Author and University of Sheffield professor David Wood witnessed volunteers clearing vegetation in the Festival Wood area of the park in the suburb of Fulwood and expressed fears that they were removing tree and shrub cover vital to a range of nesting bird species.

The work is being carried out as part of a £300,000 restoration project with the support of site owners Sheffield City Council, which will also see a nearby lake de-silted.

Professor Wood says that previously, walkers were restricted to two narrow paths across the woodland and did not disturb wildlife because of the denseness of the vegetation.

Festival Wood at Forge Dam has been cleared (photo: David Wood)

However, the Friends of the Porter Valley said that they had been forced to provide more space for visitors because of pressure on walking routes during lockdown.

Professor Wood said: "The clearing of the undergrowth from a fairly extensive area of woodland has been going on for some weeks now. I saw a working party there recently and asked why they were clearing the area, through which I regularly walk from home nearby. I was told that it was being 'tidied up' because 'some people like to be able to see the lake from the path'. I pointed out that they were destroying habitat used by a range of breeding birds and was told that they were doing the clearance outside the breeding season and that there is plenty of other woodland for birds to breed in.

"The relatively dense nature of the undergrwoth meant that human traffic was almost entirely limited to the two surfaced paths that cross the area. The increased disturbance that will inevitably arise as a result of removal means that the breeding habitat (and success) of tree species is also certain to be negatively impacted."

Friends of Porter Valley chair Ann le Sage said: "Festival Woodland is a relatively small and very specific area of woodland above the Forge Dam in Sheffield and was planted 69 years ago, so next year it celebrates 70 years since its special creation.

"The Friends are the local parks group (all volunteers) and we work in partnership with Sheffield Council in the Porter Valley. This is a very beautiful linear parkland running upstream from Hunters Bar to the Porter Clough on the Peak Park fringe. We don’t do work that has not been approved by the council, which is the landowner.

"The whole length of the valley contains swathes of woodland that has been unmanaged for years and there is ample scrub, bramble, ivy and self-set tree habitat.

"Many passers through have been pleased to see the restoration of original sight lines in the Festival Woodland, but it is not always possible to please everyone.
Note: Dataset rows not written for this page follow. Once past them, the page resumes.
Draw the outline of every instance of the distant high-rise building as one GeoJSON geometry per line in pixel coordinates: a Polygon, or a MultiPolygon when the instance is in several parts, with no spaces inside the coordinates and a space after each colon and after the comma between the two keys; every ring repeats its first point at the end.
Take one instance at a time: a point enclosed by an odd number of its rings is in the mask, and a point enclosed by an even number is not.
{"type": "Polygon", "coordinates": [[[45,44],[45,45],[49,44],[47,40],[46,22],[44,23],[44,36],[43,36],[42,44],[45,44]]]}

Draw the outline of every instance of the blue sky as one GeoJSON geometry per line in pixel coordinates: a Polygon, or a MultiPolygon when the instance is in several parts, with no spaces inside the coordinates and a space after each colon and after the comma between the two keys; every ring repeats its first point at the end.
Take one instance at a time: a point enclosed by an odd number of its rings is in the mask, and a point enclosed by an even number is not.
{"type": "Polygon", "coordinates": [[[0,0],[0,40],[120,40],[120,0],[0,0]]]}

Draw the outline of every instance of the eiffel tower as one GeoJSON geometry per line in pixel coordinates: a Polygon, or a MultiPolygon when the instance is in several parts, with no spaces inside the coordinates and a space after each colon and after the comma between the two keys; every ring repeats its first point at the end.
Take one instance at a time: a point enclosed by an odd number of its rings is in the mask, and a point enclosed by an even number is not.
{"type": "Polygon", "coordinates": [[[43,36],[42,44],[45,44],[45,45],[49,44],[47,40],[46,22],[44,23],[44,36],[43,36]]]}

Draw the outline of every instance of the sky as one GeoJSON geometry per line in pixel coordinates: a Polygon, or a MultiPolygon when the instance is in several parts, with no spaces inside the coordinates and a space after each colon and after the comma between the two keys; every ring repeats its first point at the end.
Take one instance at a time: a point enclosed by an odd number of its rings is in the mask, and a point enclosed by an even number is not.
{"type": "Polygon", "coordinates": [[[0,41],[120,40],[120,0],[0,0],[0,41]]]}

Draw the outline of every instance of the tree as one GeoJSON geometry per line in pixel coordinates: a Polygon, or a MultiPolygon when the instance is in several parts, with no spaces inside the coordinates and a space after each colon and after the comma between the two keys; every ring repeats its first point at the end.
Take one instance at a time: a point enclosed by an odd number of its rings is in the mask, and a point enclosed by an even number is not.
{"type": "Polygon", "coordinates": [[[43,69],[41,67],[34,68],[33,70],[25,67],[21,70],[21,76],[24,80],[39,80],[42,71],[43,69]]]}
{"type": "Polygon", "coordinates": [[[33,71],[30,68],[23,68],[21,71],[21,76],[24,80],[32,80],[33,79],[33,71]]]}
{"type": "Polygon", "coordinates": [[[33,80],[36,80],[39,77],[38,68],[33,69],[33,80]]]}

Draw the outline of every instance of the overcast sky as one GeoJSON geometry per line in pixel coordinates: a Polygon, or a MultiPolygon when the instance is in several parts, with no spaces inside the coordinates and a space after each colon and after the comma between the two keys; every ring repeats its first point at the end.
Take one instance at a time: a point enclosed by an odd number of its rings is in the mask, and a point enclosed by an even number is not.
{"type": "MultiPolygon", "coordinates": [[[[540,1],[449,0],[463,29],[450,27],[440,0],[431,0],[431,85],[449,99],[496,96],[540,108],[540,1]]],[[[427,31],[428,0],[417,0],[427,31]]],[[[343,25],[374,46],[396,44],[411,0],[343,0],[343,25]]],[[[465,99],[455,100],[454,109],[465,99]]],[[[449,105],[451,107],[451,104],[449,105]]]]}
The valley is hugely popular at the moment because it is such a wonderful green lung for Covid constrained people. We do understand that there may be varying opinions and interests.

"Many of our volunteers are keen birders and walkers. Many are RSPB and National Trust members. We want to improve the habitat for wildlife and flora. Indeed we are about to expand our existing environmental activities in partnership with Sheffield and Rotherham Wildlife Trust with a formal nature monitoring project. Our other objectives are to restore the man-made heritage and enable people to understand and enjoy all that the valley offers.

"I am really concerned that the habitat in the valley is at risk for another reason; its huge popularity during lockdown has resulted in a massive increase in walkers, cyclists, runners and dogs, many off the lead. The paths, formal and informal, are thronged. Desire lines are being trampled through the emerging ground flora. Clearance and maintenance of the formal routes will, we hope, help to channel visitors."